Education and Public Programs

Educational programming includes docent tours modeled after practices at Metropolitan Museum of Art, studio workshops akin to offerings at School of the Art Institute of Chicago, and lecture series featuring scholars from Columbia University, University of Pennsylvania, Harvard University, Brown University, and Yale University. Public programs partner with civic organizations such as New Haven Symphony Orchestra, Long Wharf Theatre, Shubert Theatre, City of New Haven, and Yale School of Drama for interdisciplinary events. Youth outreach mirrors collaborations undertaken by Art Bridges, National Endowment for the Arts, Americans for the Arts, and Alliance for Young Artists & Writers. Internship and curatorial training align with graduate programs at Institute of Fine Arts, NYU, Courtauld Institute of Art, and Royal College of Art.
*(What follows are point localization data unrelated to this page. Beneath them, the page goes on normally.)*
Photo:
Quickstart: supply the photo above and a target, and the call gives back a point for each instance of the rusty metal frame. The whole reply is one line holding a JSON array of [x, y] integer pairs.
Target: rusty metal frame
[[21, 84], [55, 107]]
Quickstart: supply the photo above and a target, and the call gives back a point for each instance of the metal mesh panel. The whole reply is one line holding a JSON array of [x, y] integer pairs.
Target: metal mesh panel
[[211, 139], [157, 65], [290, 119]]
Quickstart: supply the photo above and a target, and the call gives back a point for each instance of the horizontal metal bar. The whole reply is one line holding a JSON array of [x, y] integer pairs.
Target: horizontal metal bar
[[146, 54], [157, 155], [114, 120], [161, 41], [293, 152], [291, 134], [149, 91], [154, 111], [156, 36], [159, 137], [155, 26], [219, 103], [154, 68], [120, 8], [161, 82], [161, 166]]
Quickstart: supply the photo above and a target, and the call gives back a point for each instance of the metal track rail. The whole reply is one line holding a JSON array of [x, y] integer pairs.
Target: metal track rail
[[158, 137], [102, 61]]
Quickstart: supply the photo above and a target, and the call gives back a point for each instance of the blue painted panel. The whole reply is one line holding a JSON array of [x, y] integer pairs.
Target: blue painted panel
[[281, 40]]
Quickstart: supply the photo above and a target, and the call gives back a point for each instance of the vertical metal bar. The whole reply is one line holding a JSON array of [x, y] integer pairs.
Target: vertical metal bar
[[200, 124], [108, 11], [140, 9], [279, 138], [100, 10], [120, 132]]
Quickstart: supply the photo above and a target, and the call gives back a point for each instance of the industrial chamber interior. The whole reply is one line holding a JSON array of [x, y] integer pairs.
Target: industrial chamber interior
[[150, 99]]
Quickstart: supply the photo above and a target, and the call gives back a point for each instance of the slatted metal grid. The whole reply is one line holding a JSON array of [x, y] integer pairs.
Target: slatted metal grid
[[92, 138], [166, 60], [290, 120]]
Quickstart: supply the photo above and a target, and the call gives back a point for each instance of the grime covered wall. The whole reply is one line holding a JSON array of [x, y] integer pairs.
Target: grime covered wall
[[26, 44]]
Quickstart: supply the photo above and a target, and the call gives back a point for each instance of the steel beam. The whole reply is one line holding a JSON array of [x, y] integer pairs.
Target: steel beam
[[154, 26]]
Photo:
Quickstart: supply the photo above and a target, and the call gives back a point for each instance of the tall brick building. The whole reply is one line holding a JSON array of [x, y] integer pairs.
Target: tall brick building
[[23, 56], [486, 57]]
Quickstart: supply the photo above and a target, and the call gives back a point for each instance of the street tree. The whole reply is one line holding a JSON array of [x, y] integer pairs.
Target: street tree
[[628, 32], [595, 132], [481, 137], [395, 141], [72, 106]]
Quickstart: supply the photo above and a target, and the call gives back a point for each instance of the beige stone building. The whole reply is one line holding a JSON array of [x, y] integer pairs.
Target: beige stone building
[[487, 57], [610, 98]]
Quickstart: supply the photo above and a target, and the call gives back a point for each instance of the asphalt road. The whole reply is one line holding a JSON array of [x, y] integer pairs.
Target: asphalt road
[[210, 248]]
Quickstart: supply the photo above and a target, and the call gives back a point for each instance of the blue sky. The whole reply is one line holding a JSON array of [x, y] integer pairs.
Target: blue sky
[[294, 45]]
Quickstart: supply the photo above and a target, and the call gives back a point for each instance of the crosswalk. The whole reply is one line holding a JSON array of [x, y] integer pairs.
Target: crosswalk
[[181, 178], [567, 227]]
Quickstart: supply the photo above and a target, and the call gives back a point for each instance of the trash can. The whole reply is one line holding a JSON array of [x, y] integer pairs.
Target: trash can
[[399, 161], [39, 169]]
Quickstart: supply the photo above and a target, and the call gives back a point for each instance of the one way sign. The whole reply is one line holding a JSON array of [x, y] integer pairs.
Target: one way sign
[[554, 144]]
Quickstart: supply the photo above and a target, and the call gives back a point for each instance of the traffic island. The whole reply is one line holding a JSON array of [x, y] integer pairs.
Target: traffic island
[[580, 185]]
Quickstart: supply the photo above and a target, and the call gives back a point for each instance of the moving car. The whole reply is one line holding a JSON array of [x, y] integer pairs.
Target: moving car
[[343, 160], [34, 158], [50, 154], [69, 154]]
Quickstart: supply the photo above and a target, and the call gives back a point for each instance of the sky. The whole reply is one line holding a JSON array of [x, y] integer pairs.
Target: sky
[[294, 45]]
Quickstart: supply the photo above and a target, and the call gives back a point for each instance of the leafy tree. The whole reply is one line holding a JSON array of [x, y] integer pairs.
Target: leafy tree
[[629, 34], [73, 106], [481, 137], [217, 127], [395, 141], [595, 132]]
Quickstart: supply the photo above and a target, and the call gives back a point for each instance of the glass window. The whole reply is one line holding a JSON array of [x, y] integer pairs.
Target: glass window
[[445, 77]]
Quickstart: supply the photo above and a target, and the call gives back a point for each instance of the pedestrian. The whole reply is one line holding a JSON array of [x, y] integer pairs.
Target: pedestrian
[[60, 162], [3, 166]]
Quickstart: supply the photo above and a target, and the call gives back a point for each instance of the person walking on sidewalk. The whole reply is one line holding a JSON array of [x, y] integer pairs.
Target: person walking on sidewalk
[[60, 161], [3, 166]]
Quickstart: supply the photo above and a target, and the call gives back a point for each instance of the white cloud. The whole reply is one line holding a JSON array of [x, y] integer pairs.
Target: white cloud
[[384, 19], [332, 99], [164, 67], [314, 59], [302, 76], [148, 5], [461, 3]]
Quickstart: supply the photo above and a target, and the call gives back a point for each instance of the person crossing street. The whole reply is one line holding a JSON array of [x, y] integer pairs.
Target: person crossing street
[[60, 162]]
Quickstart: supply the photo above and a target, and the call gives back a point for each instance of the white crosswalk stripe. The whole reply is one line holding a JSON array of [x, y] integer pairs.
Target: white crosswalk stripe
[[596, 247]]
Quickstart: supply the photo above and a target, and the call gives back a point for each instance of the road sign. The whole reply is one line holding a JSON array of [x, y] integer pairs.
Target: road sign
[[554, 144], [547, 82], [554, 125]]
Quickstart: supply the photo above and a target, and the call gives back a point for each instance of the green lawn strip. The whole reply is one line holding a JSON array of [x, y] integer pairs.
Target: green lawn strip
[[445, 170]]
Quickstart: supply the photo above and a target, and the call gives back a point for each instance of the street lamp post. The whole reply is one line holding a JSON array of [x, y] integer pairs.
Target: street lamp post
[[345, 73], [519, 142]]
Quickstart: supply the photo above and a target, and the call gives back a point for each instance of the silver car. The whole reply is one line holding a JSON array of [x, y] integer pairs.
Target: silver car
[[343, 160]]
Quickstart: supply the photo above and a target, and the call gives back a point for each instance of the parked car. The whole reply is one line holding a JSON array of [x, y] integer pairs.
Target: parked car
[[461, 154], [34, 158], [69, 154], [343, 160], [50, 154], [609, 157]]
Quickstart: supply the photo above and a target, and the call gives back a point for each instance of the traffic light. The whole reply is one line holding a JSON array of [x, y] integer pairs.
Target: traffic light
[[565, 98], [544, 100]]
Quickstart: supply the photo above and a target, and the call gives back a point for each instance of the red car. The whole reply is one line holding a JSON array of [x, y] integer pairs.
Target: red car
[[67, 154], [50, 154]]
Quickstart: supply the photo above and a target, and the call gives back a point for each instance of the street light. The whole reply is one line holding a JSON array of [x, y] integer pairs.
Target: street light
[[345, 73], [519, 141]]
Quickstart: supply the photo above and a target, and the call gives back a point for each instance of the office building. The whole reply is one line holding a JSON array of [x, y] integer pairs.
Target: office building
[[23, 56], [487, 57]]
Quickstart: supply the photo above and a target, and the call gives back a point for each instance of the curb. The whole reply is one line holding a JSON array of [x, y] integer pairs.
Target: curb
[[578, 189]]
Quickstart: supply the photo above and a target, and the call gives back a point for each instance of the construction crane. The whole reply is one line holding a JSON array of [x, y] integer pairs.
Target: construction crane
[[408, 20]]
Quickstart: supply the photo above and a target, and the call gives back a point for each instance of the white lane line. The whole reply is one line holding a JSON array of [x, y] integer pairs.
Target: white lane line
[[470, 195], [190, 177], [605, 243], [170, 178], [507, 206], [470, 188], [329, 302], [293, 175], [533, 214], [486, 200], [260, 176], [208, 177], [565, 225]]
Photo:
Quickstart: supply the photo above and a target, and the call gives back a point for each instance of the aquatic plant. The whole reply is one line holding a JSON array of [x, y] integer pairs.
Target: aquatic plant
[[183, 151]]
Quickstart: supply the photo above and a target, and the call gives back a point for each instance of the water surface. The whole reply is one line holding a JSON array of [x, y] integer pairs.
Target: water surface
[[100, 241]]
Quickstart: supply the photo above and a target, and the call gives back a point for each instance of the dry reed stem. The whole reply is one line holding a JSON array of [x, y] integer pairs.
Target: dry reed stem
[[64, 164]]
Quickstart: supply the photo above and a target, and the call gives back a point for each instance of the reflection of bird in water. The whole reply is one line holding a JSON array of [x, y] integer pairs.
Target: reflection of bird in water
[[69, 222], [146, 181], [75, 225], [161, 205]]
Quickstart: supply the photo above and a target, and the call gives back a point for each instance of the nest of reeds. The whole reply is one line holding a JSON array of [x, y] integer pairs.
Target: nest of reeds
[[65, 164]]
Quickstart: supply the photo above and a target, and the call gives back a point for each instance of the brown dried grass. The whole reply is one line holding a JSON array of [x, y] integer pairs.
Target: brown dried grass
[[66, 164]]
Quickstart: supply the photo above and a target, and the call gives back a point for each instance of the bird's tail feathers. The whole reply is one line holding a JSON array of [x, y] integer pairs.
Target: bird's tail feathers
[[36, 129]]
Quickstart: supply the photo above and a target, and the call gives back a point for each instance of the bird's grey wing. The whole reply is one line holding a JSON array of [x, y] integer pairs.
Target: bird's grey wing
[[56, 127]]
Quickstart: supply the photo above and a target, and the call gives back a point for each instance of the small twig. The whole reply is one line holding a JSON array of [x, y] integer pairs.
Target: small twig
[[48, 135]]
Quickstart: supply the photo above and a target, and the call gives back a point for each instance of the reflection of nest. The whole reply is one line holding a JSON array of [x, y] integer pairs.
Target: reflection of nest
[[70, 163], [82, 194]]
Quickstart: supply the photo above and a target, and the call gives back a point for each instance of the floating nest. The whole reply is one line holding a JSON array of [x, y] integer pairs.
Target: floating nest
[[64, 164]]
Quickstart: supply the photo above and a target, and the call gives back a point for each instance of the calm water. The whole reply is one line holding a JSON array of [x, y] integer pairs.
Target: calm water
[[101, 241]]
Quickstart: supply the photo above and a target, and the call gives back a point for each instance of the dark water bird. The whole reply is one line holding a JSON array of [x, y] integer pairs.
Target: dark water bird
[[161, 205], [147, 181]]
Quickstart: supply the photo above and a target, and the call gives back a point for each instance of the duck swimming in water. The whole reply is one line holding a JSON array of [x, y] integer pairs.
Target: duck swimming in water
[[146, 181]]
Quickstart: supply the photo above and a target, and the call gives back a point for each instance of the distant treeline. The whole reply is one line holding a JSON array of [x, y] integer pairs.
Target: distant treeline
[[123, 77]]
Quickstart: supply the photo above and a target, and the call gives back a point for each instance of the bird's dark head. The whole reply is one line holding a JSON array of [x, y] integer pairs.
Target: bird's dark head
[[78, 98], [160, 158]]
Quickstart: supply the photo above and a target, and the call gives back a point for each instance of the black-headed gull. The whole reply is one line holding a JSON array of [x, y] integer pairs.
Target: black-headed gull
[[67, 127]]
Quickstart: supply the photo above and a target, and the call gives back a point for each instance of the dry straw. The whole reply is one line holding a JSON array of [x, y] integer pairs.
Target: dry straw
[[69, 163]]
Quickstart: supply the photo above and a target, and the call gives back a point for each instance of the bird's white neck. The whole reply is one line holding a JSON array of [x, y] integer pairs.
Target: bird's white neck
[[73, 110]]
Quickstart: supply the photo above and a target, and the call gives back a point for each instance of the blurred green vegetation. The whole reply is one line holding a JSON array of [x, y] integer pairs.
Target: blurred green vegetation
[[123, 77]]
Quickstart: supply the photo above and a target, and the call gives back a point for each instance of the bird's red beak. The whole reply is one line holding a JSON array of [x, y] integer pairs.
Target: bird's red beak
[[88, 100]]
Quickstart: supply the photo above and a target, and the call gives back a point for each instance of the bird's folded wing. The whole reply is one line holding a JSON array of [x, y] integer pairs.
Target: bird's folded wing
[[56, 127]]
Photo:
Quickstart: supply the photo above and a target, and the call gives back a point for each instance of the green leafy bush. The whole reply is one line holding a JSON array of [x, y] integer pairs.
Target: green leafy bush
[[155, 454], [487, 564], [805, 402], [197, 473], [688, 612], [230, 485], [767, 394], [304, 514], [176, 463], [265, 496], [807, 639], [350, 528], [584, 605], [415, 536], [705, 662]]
Administration and Funding

Governance follows non-profit museum models comparable to boards of trustees at Whitney Museum of American Art, Brooklyn Museum, San Francisco Museum of Modern Art, and Museum of Contemporary Art, Los Angeles. Funding sources include private philanthropy linked to families involved with Rockefeller Foundation, Carnegie Corporation, Ford Foundation, Andrew W. Mellon Foundation, and Krupp Foundation; corporate sponsorships similar to partnerships with Bank of America, JP Morgan Chase, and Bloomberg Philanthropies; and competitive grants from National Endowment for the Humanities and National Endowment for the Arts. Annual fundraising events reflect formats used by institutions like Metropolitan Museum of Art and Guggenheim Museum gala committees. Administrative operations coordinate with university advancement offices, alumni networks such as Alumni Associations of Ivy League Universities, and municipal cultural agencies including Connecticut Office of the Arts.